• Mortelle Envolée Episode 52

    L'escorte raccompagnant le condamné à la prison des Craquelins est partie toutes sirènes hurlantes depuis une bonne vingtaine de minutes. Après avoir photographié et filmé les véhicules, les journalistes se sont rabattus sur les familles sortant du tribunal. Photos, micros tendus, premières impressions... Interviews ordinaires de fin de procès. Maintenant que la salle d'audience est vide, que le public s'est dispersé, journalistes et photographes rangent leur matériel. Une à une les voitures des différents organes de presse abandonnent la place. La nuit est tombée sur Châteauroux qui recouvre son calme. Deux retardataires descendent les marches du palais de justice.

    — À quand un compte-rendu du procès dans la Feuille de chou ?

    — Est-ce bien nécessaire ? Ces audiences ne changeront pas la face du monde. Un procès comme tant d’autres, banal, sans surprise.

    — Déçu ?

    — Pas plus déçu qu'enthousiaste. Et vous, Laetitia, déçue ?

    — Ô moi... Voir un criminel partir en prison ne me déplaît jamais, vous le savez.

    — Hum... Vous avez peut-être raison. Ce type est à ranger dans la catégorie des vrais cinglés. Mais si on devait mettre tous les cinglés en cabane il faudrait raser les forêts pour y installer des taules.

    — Et la question serait de savoir où l'irascible Simon Dargelois irait chercher ses champignons.

    — Les champignons ! S'il n'y avait que ça ! Et les châtaignes, les mures sauvages, les myrtilles ! Non, ce ne serait pas la solution. Il nous faut apprendre à vivre avec nos fous.

    — Que diriez-vous de prendre Alice Champlain en pension ? Manière d'éclairer de vos lumières son obscurantisme.

    — L'idée est bonne. Mais je crains de céder moi-même à mes instincts les plus bestiaux. Et franchement, ça m'embêterait de vous obliger à faire appel à une équipe de plongeurs pour sonder l'étang des Pouziaux.

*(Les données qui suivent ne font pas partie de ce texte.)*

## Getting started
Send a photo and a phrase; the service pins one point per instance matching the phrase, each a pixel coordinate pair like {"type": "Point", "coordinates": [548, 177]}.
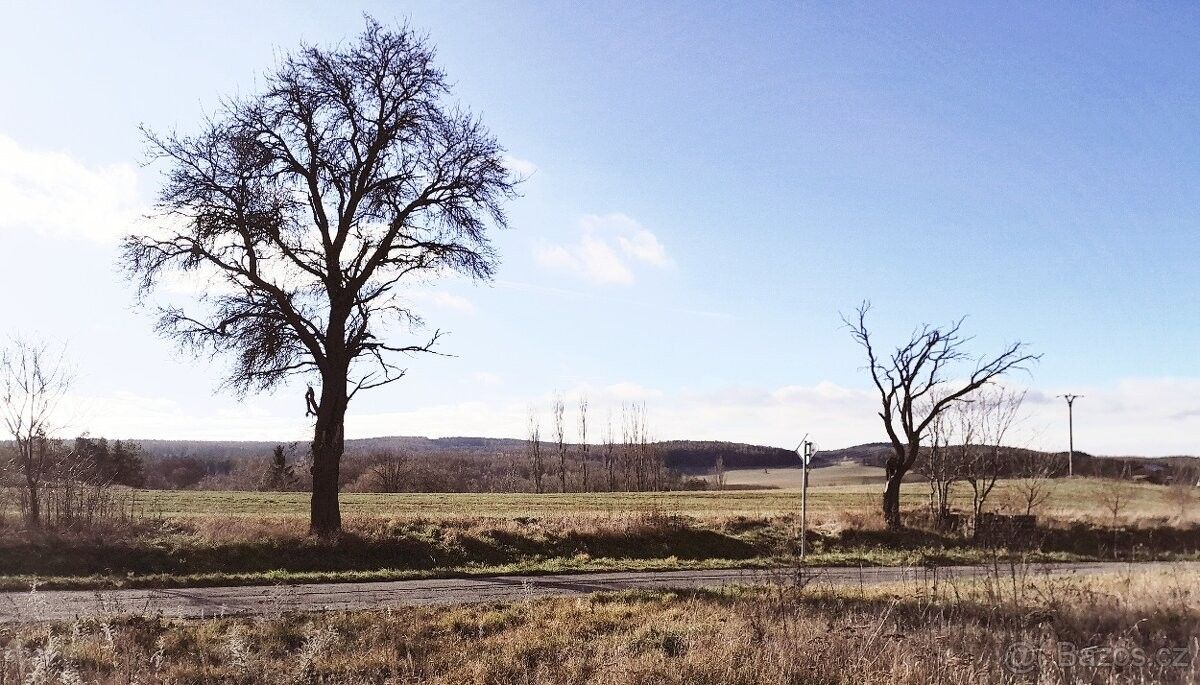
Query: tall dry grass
{"type": "Point", "coordinates": [791, 631]}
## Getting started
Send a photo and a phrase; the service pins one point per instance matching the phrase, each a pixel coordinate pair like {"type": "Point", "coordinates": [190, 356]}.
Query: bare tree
{"type": "Point", "coordinates": [1182, 488]}
{"type": "Point", "coordinates": [940, 467]}
{"type": "Point", "coordinates": [985, 418]}
{"type": "Point", "coordinates": [390, 474]}
{"type": "Point", "coordinates": [610, 456]}
{"type": "Point", "coordinates": [33, 382]}
{"type": "Point", "coordinates": [583, 439]}
{"type": "Point", "coordinates": [307, 206]}
{"type": "Point", "coordinates": [1033, 481]}
{"type": "Point", "coordinates": [558, 412]}
{"type": "Point", "coordinates": [1115, 497]}
{"type": "Point", "coordinates": [913, 371]}
{"type": "Point", "coordinates": [719, 473]}
{"type": "Point", "coordinates": [533, 449]}
{"type": "Point", "coordinates": [628, 445]}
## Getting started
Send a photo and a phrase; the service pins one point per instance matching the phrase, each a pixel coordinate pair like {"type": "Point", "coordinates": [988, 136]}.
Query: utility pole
{"type": "Point", "coordinates": [1071, 432]}
{"type": "Point", "coordinates": [805, 450]}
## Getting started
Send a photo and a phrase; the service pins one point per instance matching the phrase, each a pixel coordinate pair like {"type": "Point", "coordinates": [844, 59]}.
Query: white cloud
{"type": "Point", "coordinates": [57, 194]}
{"type": "Point", "coordinates": [489, 378]}
{"type": "Point", "coordinates": [443, 300]}
{"type": "Point", "coordinates": [607, 248]}
{"type": "Point", "coordinates": [519, 167]}
{"type": "Point", "coordinates": [1147, 416]}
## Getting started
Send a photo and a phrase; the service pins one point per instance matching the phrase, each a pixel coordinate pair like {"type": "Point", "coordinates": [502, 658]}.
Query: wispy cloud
{"type": "Point", "coordinates": [609, 248]}
{"type": "Point", "coordinates": [54, 193]}
{"type": "Point", "coordinates": [519, 167]}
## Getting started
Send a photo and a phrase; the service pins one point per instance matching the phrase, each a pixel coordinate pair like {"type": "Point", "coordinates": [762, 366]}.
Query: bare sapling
{"type": "Point", "coordinates": [559, 426]}
{"type": "Point", "coordinates": [533, 451]}
{"type": "Point", "coordinates": [34, 382]}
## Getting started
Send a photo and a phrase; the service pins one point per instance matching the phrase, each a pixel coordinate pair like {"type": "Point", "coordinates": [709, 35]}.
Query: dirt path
{"type": "Point", "coordinates": [273, 600]}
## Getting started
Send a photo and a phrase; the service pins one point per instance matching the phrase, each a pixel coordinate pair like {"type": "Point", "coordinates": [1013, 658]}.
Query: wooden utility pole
{"type": "Point", "coordinates": [805, 450]}
{"type": "Point", "coordinates": [1071, 432]}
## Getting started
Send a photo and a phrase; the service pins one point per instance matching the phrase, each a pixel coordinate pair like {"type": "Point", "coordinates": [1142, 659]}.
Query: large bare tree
{"type": "Point", "coordinates": [919, 368]}
{"type": "Point", "coordinates": [309, 206]}
{"type": "Point", "coordinates": [33, 382]}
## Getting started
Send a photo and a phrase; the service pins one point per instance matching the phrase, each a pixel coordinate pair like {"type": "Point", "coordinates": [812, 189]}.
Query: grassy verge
{"type": "Point", "coordinates": [1138, 628]}
{"type": "Point", "coordinates": [227, 552]}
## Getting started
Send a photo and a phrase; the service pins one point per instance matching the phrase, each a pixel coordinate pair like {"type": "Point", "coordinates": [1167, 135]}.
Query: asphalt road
{"type": "Point", "coordinates": [274, 600]}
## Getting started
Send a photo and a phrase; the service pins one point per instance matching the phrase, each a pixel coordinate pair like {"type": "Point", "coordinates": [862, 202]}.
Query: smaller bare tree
{"type": "Point", "coordinates": [559, 410]}
{"type": "Point", "coordinates": [1115, 497]}
{"type": "Point", "coordinates": [390, 474]}
{"type": "Point", "coordinates": [583, 440]}
{"type": "Point", "coordinates": [984, 422]}
{"type": "Point", "coordinates": [610, 455]}
{"type": "Point", "coordinates": [533, 449]}
{"type": "Point", "coordinates": [33, 384]}
{"type": "Point", "coordinates": [1182, 490]}
{"type": "Point", "coordinates": [940, 467]}
{"type": "Point", "coordinates": [719, 473]}
{"type": "Point", "coordinates": [1033, 481]}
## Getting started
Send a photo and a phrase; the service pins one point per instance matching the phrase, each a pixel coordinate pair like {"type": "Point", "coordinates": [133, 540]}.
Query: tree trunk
{"type": "Point", "coordinates": [328, 444]}
{"type": "Point", "coordinates": [892, 502]}
{"type": "Point", "coordinates": [35, 506]}
{"type": "Point", "coordinates": [895, 468]}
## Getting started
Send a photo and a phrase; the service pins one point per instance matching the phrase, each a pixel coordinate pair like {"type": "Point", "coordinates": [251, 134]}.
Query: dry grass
{"type": "Point", "coordinates": [789, 632]}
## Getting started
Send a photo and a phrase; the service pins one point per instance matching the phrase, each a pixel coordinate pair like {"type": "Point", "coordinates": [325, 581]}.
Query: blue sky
{"type": "Point", "coordinates": [711, 185]}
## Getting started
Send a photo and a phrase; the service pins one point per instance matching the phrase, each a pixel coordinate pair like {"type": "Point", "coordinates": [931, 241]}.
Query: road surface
{"type": "Point", "coordinates": [274, 600]}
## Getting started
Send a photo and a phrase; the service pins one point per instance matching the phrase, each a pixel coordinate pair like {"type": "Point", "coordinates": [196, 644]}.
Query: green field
{"type": "Point", "coordinates": [1075, 498]}
{"type": "Point", "coordinates": [189, 538]}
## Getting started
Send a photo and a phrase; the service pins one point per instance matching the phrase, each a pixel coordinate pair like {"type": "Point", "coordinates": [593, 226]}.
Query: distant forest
{"type": "Point", "coordinates": [499, 464]}
{"type": "Point", "coordinates": [485, 464]}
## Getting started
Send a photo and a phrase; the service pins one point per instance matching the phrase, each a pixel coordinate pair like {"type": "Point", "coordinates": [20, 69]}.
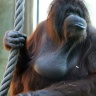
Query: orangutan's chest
{"type": "Point", "coordinates": [55, 65]}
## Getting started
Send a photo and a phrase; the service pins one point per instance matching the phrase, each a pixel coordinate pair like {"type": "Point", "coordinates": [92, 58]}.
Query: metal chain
{"type": "Point", "coordinates": [13, 56]}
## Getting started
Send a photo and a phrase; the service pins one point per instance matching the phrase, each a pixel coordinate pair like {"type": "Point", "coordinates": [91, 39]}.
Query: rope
{"type": "Point", "coordinates": [13, 56]}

    — Et moi je trouverais détestable de devoir vous signifier votre garde à vue. Quant à vous voir dans le box des accusés… Non, vraiment, non ! Tout cela est insoluble. Nos idéaux démocratiques nous interdisent de remplir prisons et hôpitaux avec les déviants de toutes sortes. En revanche nous laissons en liberté des individus qui portent en eux le germe du crime. Bien malin celui qui saurait prédire quand ce germe parvenu à maturité donnera ses fruits pourris.

    — Mes prochaines investigations concerneront peut-être les dérives sectaires auxquelles se livrent sans vergogne des églises ayant pignon sur rue.

    — Toute coïncidence avec l'affaire qui a retenu l'attention des médias pendant une semaine n'est que fortuite je présume ?

    — Oui et non. Pour faire simple disons que je trouve anormal qu'Alice Champlain ne soit pas plus inquiétée qu'elle ne l'a été.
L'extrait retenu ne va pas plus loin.